Die Frage erscheint nicht allzu schwierig: Wie viel Umsatz erzielt die deutsche DIY-Branche jährlich. Bei der Recherche zeigt es sich jedoch, dass es bisher alles andere als einfach war, auf diese Frage eine eindeutige Antwort zu erhalten.
Die alljährlich von unterschiedlichen Institutionen veröffentlichten statistischen Daten zur Umsatz- und Flächenentwicklung der deutschen Baumarktbranche weichen teilweise erheblich voneinander ab. Ein wesentlicher Grund dafür sind in erster Linie unterschiedliche und nicht eindeutige Definitionen für den Vertriebstyp „Bau- und Heimwerkermarkt“, die für die Datenerhebung jedoch entscheidend sind.
Verwirrende Vielfalt
So erfasst das im Auftrag des BHB von GfK Marketing Services erhobene DIY-Panel ausschließlich Standorte mit einer beheizbaren Mindestverkaufsfläche von 1.000 qm sowie einem breiten Warensortiment. Dieses Sortiment muss in jedem Fall Baustoffe, Holz- und Eisenwaren sowie mindestens 50 Prozent der im BHB-Warengruppenschlüssel aufgeführten Warengruppen umfassen. Andere Marktbeobachter setzen als Basis für die Bestimmung ihres Analyseobjektes eventuell andere Grenzen bei der Verkaufsfläche oder hinsichtlich des Warenangebots. Die ermittelten und veröffentlichten Zahlen weichen dadurch zwangsläufig voneinander ab. Entscheidend ist daher eine exakte Kenntnis der Datengrundlage, die allerdings nicht immer ausreichend kommuniziert wird.

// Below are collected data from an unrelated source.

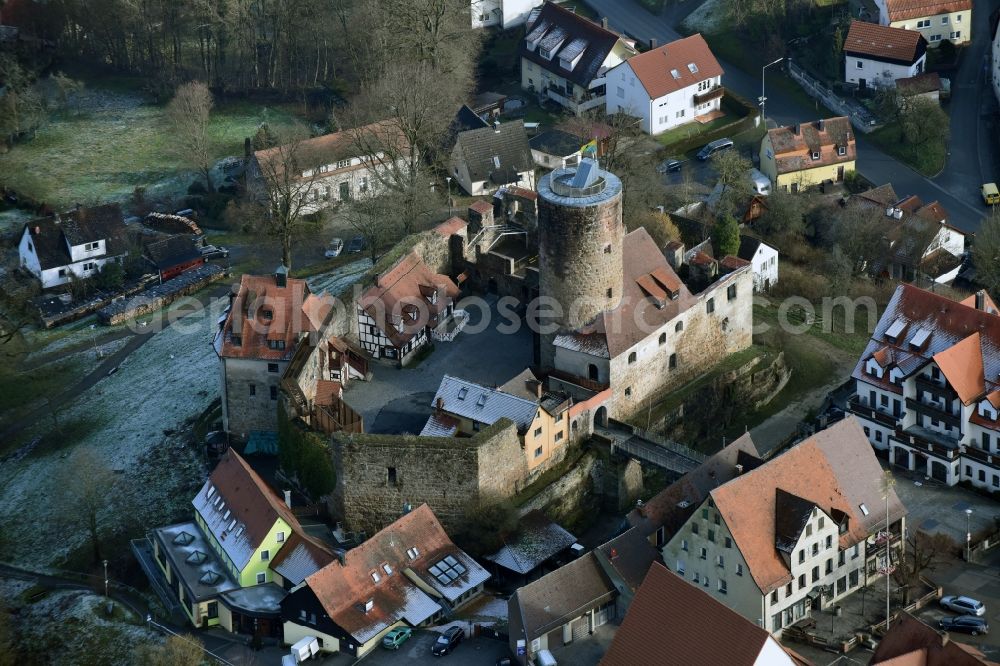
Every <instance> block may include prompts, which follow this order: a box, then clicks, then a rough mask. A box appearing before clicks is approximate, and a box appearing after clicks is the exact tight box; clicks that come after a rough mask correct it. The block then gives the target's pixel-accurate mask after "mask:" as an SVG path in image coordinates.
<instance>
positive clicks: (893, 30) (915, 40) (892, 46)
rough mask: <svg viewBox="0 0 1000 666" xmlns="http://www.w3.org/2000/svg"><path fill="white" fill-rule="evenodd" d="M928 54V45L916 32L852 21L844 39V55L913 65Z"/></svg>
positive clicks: (917, 31)
mask: <svg viewBox="0 0 1000 666" xmlns="http://www.w3.org/2000/svg"><path fill="white" fill-rule="evenodd" d="M926 52H927V42H926V41H925V40H924V38H923V35H921V34H920V33H919V32H918V31H916V30H904V29H903V28H893V27H890V26H887V25H879V24H877V23H866V22H864V21H851V28H850V30H848V31H847V38H846V39H845V40H844V53H845V54H847V55H852V56H861V57H864V58H873V59H875V60H881V61H883V62H894V63H901V64H906V65H909V64H913V63H915V62H916V61H917V60H919V59H920V58H921V57H922V56H923V55H924V54H925V53H926Z"/></svg>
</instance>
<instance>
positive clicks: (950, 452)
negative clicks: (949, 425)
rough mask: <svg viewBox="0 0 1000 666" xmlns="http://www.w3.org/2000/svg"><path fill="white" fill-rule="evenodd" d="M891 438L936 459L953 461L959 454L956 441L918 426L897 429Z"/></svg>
mask: <svg viewBox="0 0 1000 666" xmlns="http://www.w3.org/2000/svg"><path fill="white" fill-rule="evenodd" d="M893 438H894V439H895V440H896V441H898V442H899V443H901V444H904V445H905V446H908V447H910V448H911V449H915V450H917V451H920V452H922V453H929V454H931V455H934V456H937V457H938V458H945V459H947V460H954V459H955V457H956V456H957V455H959V454H960V449H959V446H958V441H957V440H954V439H949V438H947V437H945V436H944V435H939V434H937V433H935V432H932V431H930V430H927V429H926V428H921V427H920V426H913V427H911V428H907V429H906V430H901V429H898V428H897V429H896V433H895V435H893Z"/></svg>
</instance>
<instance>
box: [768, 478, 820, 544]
mask: <svg viewBox="0 0 1000 666" xmlns="http://www.w3.org/2000/svg"><path fill="white" fill-rule="evenodd" d="M815 506H816V505H815V504H814V503H813V502H810V501H809V500H805V499H802V498H801V497H799V496H798V495H793V494H792V493H789V492H785V491H784V490H782V489H781V488H775V489H774V541H775V547H776V548H777V549H778V550H780V551H781V552H783V553H789V554H791V552H792V550H794V549H795V544H796V543H798V541H799V535H800V534H802V530H803V529H804V528H805V525H806V523H807V522H809V516H810V515H812V510H813V508H814V507H815Z"/></svg>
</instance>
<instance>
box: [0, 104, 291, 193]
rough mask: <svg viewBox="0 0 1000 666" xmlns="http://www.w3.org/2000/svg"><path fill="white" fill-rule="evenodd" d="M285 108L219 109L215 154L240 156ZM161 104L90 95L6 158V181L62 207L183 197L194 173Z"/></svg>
mask: <svg viewBox="0 0 1000 666" xmlns="http://www.w3.org/2000/svg"><path fill="white" fill-rule="evenodd" d="M290 117H291V116H290V114H289V113H288V112H287V111H284V110H278V109H274V108H271V107H268V108H266V107H263V106H259V105H255V104H249V103H246V102H239V103H226V104H219V105H217V107H216V109H215V111H214V112H213V114H212V120H211V126H210V128H209V132H210V134H211V139H212V152H213V154H214V155H215V156H216V157H223V156H226V155H242V154H243V140H244V138H245V137H247V136H251V135H252V134H253V132H254V131H255V130H256V128H257V126H258V125H259V124H260V122H261V121H263V120H269V121H271V122H276V121H283V120H287V119H288V118H290ZM170 136H171V130H170V128H169V127H168V126H167V121H166V119H165V112H164V107H163V106H157V105H153V104H147V103H145V102H144V101H143V100H142V99H141V98H140V97H139V96H137V95H135V94H124V93H121V92H117V91H111V90H104V89H100V90H90V91H88V92H86V93H85V99H84V101H83V102H82V103H81V110H80V111H79V112H76V113H60V114H56V115H55V116H53V117H52V119H51V120H50V122H49V123H48V124H47V125H46V126H44V127H43V128H42V129H41V130H39V132H38V134H37V136H36V138H35V139H34V140H32V141H29V142H25V143H21V144H18V145H16V146H15V147H14V148H13V149H12V150H11V151H10V152H9V153H7V154H6V155H4V156H3V158H2V160H0V183H3V184H4V185H6V186H8V187H10V188H13V189H14V190H16V191H19V192H22V193H24V194H26V195H28V196H30V197H32V198H34V199H36V200H39V201H45V202H46V203H49V204H50V205H55V206H57V207H66V206H71V205H73V204H74V203H77V202H80V203H91V202H98V201H103V200H107V199H119V200H120V199H124V198H126V197H128V196H129V195H130V194H131V193H132V192H133V190H134V189H135V188H136V187H147V188H148V191H149V194H150V195H151V196H158V195H167V196H169V195H175V194H182V193H183V192H184V191H186V188H187V186H188V185H189V184H190V181H191V179H192V178H193V176H192V175H191V174H190V173H189V170H188V167H187V166H186V165H184V164H183V162H182V161H181V160H180V159H179V158H178V157H177V156H176V155H174V154H172V153H171V145H170Z"/></svg>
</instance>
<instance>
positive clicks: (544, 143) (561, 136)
mask: <svg viewBox="0 0 1000 666" xmlns="http://www.w3.org/2000/svg"><path fill="white" fill-rule="evenodd" d="M585 143H586V141H584V140H583V139H581V138H580V137H578V136H576V135H575V134H570V133H569V132H563V131H562V130H549V131H548V132H542V133H541V134H539V135H538V136H535V137H532V138H531V140H529V141H528V144H529V145H530V146H531V149H532V150H538V151H541V152H543V153H547V154H549V155H558V156H560V157H565V156H566V155H572V154H573V153H575V152H576V151H578V150H580V147H581V146H583V144H585Z"/></svg>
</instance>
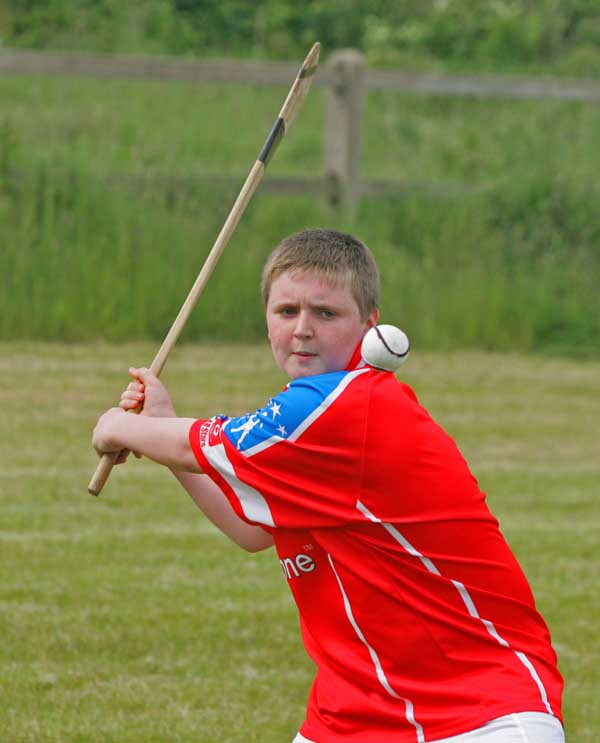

Der BHB-Vorstand hat starkes Interesse daran, dass Marktbeobachter und Journalisten für ihre Veröffentlichungen sowie Analysten und Banken für ihre Bewertungen auf verlässliche Zahlen zurückgreifen können. Eine realistische Einschätzung des Potenzials des deutschen DIY-Marktes sowie nachvollziehbare Aussagen zur Entwicklung des Handels sind nicht zuletzt entscheidend für das Standing der Unternehmen gegenüber Banken und Kreditgebern. Ziel muss sein, dass die veröffentlichten Daten für alle Marktbeobachter nachvollziehbar sind und damit korrekt eingeordnet werden können. Dies sorgt für die notwendige Transparenz.
Das DIY-Universum
Mit dem Ziel, sich gemeinsam mit anerkannten Experten über Kernkompetenzen der Datenerhebung und –auswertung zu verständigen und sich einvernehmlich auf klare Kommunikationsparameter festzulegen, lud der BHB Vertreter von GfK, BBE Retail Experts, Dähne-Verlag sowie der gemaba zu einem Lenkungsausschuss Branchenzahlen ein.
Alle Beteiligten hatten ein ebenso starkes Interesse daran, die derzeit noch vorherrschende Vielfalt an Zahlen zur Baumarktbranche besser zu strukturieren.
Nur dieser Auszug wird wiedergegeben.